In Großbritannien ist in einer mühseligen Arbeit, die mehrere Jahrzehnte in Anspruch nahm, zunächst die Konservative Partei (Thatcher), dann Labour (Blair) umgekrempelt worden. Mag sein, dass Angela Merkel ihre CDU inzwischen ebenso weit hat. Man weiß es nicht genau. Deutlich schief ging das Manöver in der SPD: dem hoffnungsvollen Herrn Schröder ist es letztlich doch nicht gelungen, die ganze Partei für die Agenda 2010 und Hartz IV zu gewinnen. Der Unterschied zu Blairs zeitweiligem Erfolg liegt nicht in der inneren Beschaffenheit der beiden Parteien, sondern am Wahlrecht. In Großbritannien haben Kleinorganisationen keine Chance. Die SPD verlor schon unter Schmidt an die Grünen, jetzt hat sie die Linke am Hals.

Weil das so ist, irrt Westerwelle vielleicht, wenn er auf einen baldigen Koalitionsbruch spekuliert. Die derzeitige Mehrheit im Bundestag reicht für eine Regierungsbeteiligung der FDP nicht aus. Neuwahlen kann die SPD nicht wollen. Sie kämen nur, falls Merkel sich davon einen Erdrutschsieg versprechen könnte. Gegenwärtig ist der nicht sicher, und es gibt ein Risiko: dann käme die SPD in die Opposition, und die wäre zusammen mit den Grünen und der neuen Linken sogar stark. Man hätte zwar die Mehrheit, aber nicht die Hegemonie.

Wer mehr Geduld aufbringt, verspricht sich vielleicht etwas von einer langsamen Zerlegung der SPD, und zwar durchaus unter indirekter Nutzung der neuen Linkspartei. Vor deren Gründungsparteitag kam Oskar Lafontaine in der FAZ in zwei ausführlichen Interviews (mit Foto) zu Wort. Wird die SPD geschwächt, bliebe sie immer noch groß genug für eine neue Koalition mit der Union. Auf die Dauer wird sie das nicht wollen, aber ihr Schrumpfen ist zunächst einmal gut für die Konservativen. Die Linke würde dann im Parteiensystem wirken wie die Nieren im Körper: sie entsorgt die Abstoffe, die für den ökonomisch-politischen Kreislauf des Kapitalismus nicht benötigt werden.

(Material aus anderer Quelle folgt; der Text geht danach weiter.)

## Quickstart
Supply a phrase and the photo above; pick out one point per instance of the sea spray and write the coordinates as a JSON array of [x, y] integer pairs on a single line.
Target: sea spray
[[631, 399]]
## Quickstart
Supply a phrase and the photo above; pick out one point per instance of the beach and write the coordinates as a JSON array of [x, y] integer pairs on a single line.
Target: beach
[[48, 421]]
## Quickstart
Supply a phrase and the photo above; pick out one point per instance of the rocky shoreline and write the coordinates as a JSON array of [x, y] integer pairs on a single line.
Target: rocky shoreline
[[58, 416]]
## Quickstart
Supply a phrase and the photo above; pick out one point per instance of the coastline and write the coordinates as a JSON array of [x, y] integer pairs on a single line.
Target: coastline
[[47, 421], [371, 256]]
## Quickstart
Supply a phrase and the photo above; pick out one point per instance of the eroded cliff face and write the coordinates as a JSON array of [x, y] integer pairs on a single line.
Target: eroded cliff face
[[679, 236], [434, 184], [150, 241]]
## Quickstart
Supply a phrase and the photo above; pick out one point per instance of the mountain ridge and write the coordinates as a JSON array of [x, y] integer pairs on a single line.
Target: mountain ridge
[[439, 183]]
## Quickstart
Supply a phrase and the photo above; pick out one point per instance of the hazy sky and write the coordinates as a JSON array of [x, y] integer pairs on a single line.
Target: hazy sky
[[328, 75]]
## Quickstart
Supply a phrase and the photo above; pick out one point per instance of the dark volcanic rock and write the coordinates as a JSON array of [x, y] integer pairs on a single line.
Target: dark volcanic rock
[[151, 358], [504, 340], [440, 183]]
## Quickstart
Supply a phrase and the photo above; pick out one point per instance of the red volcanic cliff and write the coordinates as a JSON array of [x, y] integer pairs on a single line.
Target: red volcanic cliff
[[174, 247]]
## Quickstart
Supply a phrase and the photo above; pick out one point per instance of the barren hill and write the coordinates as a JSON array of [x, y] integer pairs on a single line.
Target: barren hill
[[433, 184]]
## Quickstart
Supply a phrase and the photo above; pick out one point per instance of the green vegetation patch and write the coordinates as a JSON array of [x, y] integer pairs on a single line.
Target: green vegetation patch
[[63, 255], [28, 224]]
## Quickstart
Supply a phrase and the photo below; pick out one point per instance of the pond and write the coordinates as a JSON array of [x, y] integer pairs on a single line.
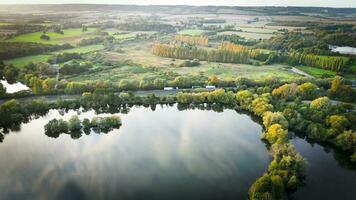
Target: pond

Dass es auch eine andere Option gibt, ließ sich ebenfalls der FAZ entnehmen: nach der Wahl zur Bremer Bürgerschaft rechnete sie vor, Grüne, SPD und Linke hätten jetzt schon eine Mehrheit. Fänden sie zusammen, gäbe es eine neue Republik. Statt einer Niere haben wir es dann mit dem Motor einer Wende in den "demokratischen Sozialismus" zu tun. Lafontaine sagt es poetischer: Das Herz schlägt links. Welche Variante ist wahrscheinlicher? Hierüber macht sich jetzt so mancher seine Gedanken und behält sie für sich.

Georg Fülberth ist Buchautor und Politikwissenschaftler.